Поэтому мы решили рискнуть и отправиться в Европу. Тут нас никто не знает. Частных детективов в погоню тоже не пошлешь. Паспорта у нас были — с прошлогодней поездки в Нассау сохранились. В общем, все как надо. Матери и отчиму мы сказали, что собираемся провести несколько дней с бабушкой Скелтон в Филадельфии. Матери это не понравилось, потому что с бабушкой они давно на ножах, но и возразить ей было трудно. Мы собрали чемоданы и отбыли в Монреаль. Там сели на пароход до Ливерпуля. Из Ливерпуля направились в Лондон, где узнали о существовании этого местечка. Связь все это время мы поддерживали только с бабушкой Скелтон. Вот, собственно, и все, разве что вчера мы узнали от нее, что отец Куртиса и наш отчим обо всем договорились. Сохранилась только одна опасность: а ну как газетчики докопаются до того, что насчет разорванной помолвки они все это время врали самым беззастенчивым образом и никакого взаимного согласия сторон нет? Считается, что мы в Канаде. Между прочим, отчим действительно так думает, и если кто-нибудь раззвонит, что на самом деле мы здесь, это станет для него большим ударом. Он будет выглядеть как полный идиот. Вы же знаете наши газеты! А я уверена, что мы можем положиться на вашу скромность.
Весь этот удивительный монолог я выслушал в молчании.

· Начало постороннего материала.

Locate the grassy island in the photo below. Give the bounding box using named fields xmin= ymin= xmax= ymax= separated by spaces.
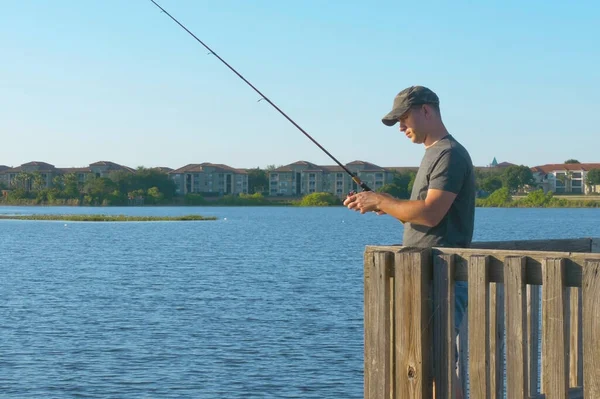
xmin=0 ymin=215 xmax=217 ymax=222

— Что ж, мисс Скелтон, — почесал я голову, — я, конечно, очень ценю ваше доверие, но, право, не понимаю, отчего вам так интересно мое мнение.
— Я так и знала, что вы меня поймете, — радостно заулыбалась Мэри. — А вот Уоррен ужасно боялся посвящать вас в эту историю. Но я решила, что так будет спокойнее. А он говорит, что, как только дело запахнет жареным, у журналистов пропадает всякая совесть.

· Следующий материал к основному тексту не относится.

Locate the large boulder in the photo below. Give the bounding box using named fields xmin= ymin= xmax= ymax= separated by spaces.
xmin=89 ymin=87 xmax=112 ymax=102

— Так оно и есть, — прозвучал чей-то угрюмый голос.
Мы круто обернулись, как пара нашкодивших ребятишек.
На лестнице, чуть ниже нас, стоял Уоррен Скелтон, и выражение лица у него было самое мрачное.
— Так вот где ты была все это время. Неужели ты все выложила этому человеку?
— Да, и он обещал…
— Он обещал! — с отвращением оборвал ее Уоррен. — А я-то думал, у тебя все же чуть больше мозгов.
— Если не возражаете… — начал было я.
— Да знаю я, знаю, — злобно проговорил он, — снимок вам нужен.
— Послушай, Уоррен…
— Заткнись! Ты все ему выложила, но будь я проклят, если ему не нужна еще и фотография.
— Никакой фотографии ему не нужно.
— Да ну? В таком случае он не похож ни на одного из известных мне газетчиков.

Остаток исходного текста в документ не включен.